Время течет медленно, земля уже подрагивает от тяжелого топота двенадцати тысяч копыт, хорошо хоть не подков, вообще бы все тряслось, но пыли почти нет, кони двигаются по высокой траве, уже предвкушают, как и попасутся, и поваляются в ней…
Норберт прошептал Алану, чтобы тот взял свой отряд и, обойдя табун, спрятался на той стороне. Его люди исчезли вслед за командиром так же неслышно, словно не воины, а призраки.
Табун тем временем остановился перед широким ручьем. Кони сперва пили с жадностью, но некоторые сразу разбрелись в поисках самой сочной травы, явно не голодные, отдельные весельчаки сразу брыкнулись на спины и весело катаются, приминая траву, то ли нежатся, то ли сгоняют оводов.
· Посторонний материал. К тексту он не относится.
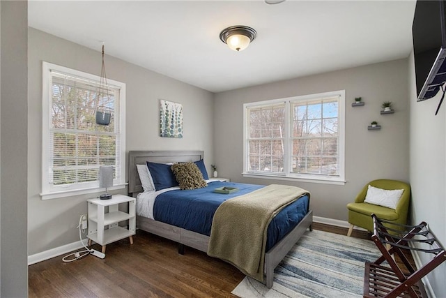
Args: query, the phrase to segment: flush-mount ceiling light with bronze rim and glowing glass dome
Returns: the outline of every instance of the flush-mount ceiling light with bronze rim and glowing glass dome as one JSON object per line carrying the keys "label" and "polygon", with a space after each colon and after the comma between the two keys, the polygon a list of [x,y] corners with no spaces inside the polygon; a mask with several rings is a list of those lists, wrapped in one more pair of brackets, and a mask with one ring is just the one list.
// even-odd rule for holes
{"label": "flush-mount ceiling light with bronze rim and glowing glass dome", "polygon": [[237,52],[245,50],[256,36],[257,32],[247,26],[232,26],[220,32],[220,40]]}

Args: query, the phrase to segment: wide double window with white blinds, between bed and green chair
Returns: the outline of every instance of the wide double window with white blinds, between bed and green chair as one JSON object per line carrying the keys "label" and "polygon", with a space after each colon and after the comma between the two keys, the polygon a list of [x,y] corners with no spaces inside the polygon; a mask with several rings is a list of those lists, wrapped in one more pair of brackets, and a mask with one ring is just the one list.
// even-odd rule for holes
{"label": "wide double window with white blinds, between bed and green chair", "polygon": [[244,175],[344,183],[345,91],[244,105]]}

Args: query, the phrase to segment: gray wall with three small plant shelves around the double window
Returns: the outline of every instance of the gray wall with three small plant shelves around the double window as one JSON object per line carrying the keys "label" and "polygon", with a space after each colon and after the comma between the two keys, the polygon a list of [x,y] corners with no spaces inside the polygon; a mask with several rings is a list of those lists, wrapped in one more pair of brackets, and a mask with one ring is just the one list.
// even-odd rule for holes
{"label": "gray wall with three small plant shelves around the double window", "polygon": [[[214,155],[219,176],[252,184],[300,186],[311,192],[315,216],[347,221],[346,204],[368,181],[408,181],[407,69],[407,59],[400,59],[216,94]],[[344,186],[242,177],[243,103],[341,89],[346,90]],[[358,96],[365,105],[352,107]],[[394,103],[394,114],[380,114],[384,100]],[[381,130],[367,131],[374,120],[382,126]],[[228,135],[231,142],[227,141]]]}

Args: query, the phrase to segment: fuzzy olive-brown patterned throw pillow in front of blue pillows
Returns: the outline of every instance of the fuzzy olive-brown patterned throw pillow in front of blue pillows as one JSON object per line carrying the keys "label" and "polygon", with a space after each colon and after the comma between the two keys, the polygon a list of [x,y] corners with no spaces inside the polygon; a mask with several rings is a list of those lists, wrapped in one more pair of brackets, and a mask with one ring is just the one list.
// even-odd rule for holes
{"label": "fuzzy olive-brown patterned throw pillow in front of blue pillows", "polygon": [[171,170],[182,190],[207,186],[203,174],[195,163],[176,163],[171,166]]}

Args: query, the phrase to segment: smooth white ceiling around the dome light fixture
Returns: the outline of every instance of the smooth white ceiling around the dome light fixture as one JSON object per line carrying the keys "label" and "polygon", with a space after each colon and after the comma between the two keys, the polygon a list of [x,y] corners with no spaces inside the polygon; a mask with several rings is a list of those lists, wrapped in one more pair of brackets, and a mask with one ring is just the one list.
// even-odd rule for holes
{"label": "smooth white ceiling around the dome light fixture", "polygon": [[[29,26],[213,92],[408,57],[415,0],[29,1]],[[257,37],[229,50],[222,29]],[[107,61],[106,61],[107,66]],[[111,77],[113,78],[113,77]]]}

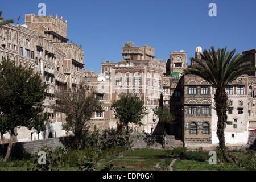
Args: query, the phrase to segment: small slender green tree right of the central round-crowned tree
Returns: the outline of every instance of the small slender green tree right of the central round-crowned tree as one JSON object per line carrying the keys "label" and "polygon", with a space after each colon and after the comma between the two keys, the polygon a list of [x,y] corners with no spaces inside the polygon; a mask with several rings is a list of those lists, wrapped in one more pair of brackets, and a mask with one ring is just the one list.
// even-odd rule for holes
{"label": "small slender green tree right of the central round-crowned tree", "polygon": [[161,126],[162,134],[165,136],[166,133],[166,126],[175,124],[174,122],[174,115],[172,115],[166,106],[162,107],[155,107],[153,110],[156,117],[159,119],[159,124]]}

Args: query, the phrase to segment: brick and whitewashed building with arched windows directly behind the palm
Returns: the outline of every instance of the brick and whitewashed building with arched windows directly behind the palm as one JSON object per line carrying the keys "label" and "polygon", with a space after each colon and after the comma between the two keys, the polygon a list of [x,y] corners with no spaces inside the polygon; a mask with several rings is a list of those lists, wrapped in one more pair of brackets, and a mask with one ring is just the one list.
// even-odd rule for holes
{"label": "brick and whitewashed building with arched windows directly behind the palm", "polygon": [[[195,57],[201,59],[201,47]],[[203,60],[201,60],[203,61]],[[191,61],[191,64],[196,64]],[[247,144],[248,140],[248,75],[242,75],[226,87],[229,96],[228,121],[225,124],[227,144]],[[203,78],[184,76],[184,143],[217,144],[217,114],[214,107],[214,88]]]}

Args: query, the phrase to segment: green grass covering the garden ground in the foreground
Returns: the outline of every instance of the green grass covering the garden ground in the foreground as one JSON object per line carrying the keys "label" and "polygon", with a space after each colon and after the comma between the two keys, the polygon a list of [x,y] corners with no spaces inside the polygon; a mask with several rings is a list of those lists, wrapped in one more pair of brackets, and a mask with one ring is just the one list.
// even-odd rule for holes
{"label": "green grass covering the garden ground in the foreground", "polygon": [[[85,155],[88,151],[69,151],[66,164],[58,168],[60,171],[77,171],[79,167],[76,165],[77,161],[77,152],[82,155]],[[100,160],[97,163],[96,170],[102,170],[106,165],[113,165],[113,169],[120,171],[166,171],[168,166],[172,162],[171,150],[158,150],[158,149],[135,149],[135,150],[125,150],[125,148],[112,148],[106,150],[100,156]],[[198,152],[192,152],[196,156]],[[200,153],[204,154],[204,153]],[[254,152],[254,154],[256,154]],[[207,155],[205,153],[205,155]],[[233,156],[238,158],[247,158],[248,152],[232,152]],[[208,156],[208,155],[207,155]],[[190,160],[191,159],[191,160]],[[195,158],[193,158],[195,159]],[[218,160],[218,158],[217,158]],[[34,161],[31,158],[24,158],[22,160],[10,159],[7,163],[4,163],[0,160],[0,171],[26,171],[31,170],[35,167]],[[237,171],[237,170],[246,170],[245,168],[238,167],[236,164],[224,162],[223,166],[217,162],[216,165],[210,165],[208,161],[198,161],[188,159],[177,159],[174,166],[174,171]]]}

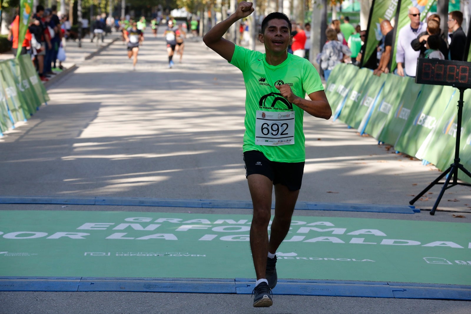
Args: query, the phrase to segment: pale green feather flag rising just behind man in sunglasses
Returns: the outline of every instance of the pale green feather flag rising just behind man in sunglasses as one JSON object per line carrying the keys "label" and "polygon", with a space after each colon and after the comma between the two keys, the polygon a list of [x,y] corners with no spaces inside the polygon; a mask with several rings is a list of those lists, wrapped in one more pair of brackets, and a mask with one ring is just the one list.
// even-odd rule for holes
{"label": "pale green feather flag rising just behind man in sunglasses", "polygon": [[429,13],[430,8],[434,3],[435,0],[401,0],[398,23],[394,26],[396,28],[396,38],[393,44],[394,49],[391,58],[391,72],[393,72],[394,69],[396,69],[396,66],[398,65],[396,63],[396,52],[398,46],[397,43],[399,38],[399,31],[401,30],[401,28],[411,23],[411,20],[409,18],[409,8],[418,8],[420,12],[420,20],[425,21],[427,14]]}

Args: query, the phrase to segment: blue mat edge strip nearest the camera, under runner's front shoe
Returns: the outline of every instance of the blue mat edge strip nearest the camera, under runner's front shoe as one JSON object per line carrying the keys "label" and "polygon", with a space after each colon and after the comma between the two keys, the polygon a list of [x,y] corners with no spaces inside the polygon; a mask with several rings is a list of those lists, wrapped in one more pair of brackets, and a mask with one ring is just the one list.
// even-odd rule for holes
{"label": "blue mat edge strip nearest the camera, under runner's front shoe", "polygon": [[[0,291],[174,292],[252,294],[248,278],[0,276]],[[275,295],[471,300],[471,285],[279,279]]]}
Мы наблюдали, как табунщики покидают седла, коней стреножили и отвели в тень, а сами там же на опушке быстро разложили костер, из мешков появилось мясо, хлебные лепешки, из седельных сумок принесли бурдюки с вином.
Даже я ощутил запах жареного мяса, а табунщики, тихо переговариваясь, обедали сперва сыром и хлебом, а когда мясо на прутьях прожарилось, быстро разобрали и пожирали с довольным чмоканьем: мясо — еда мужчин, а не всякий там сыр, как же он надоел…
Мы терпеливо наблюдали, как они насыщаются сперва быстро и жадно, потом уже сыто и лениво, отсапываясь и поглаживая вздувшиеся животы.
Наши все шептали мне и Норберту, что пора напасть, я молчал, не снисходя до общения, Норберт порыкивал, а самым нетерпеливым подносил молча под нос огромный кулак.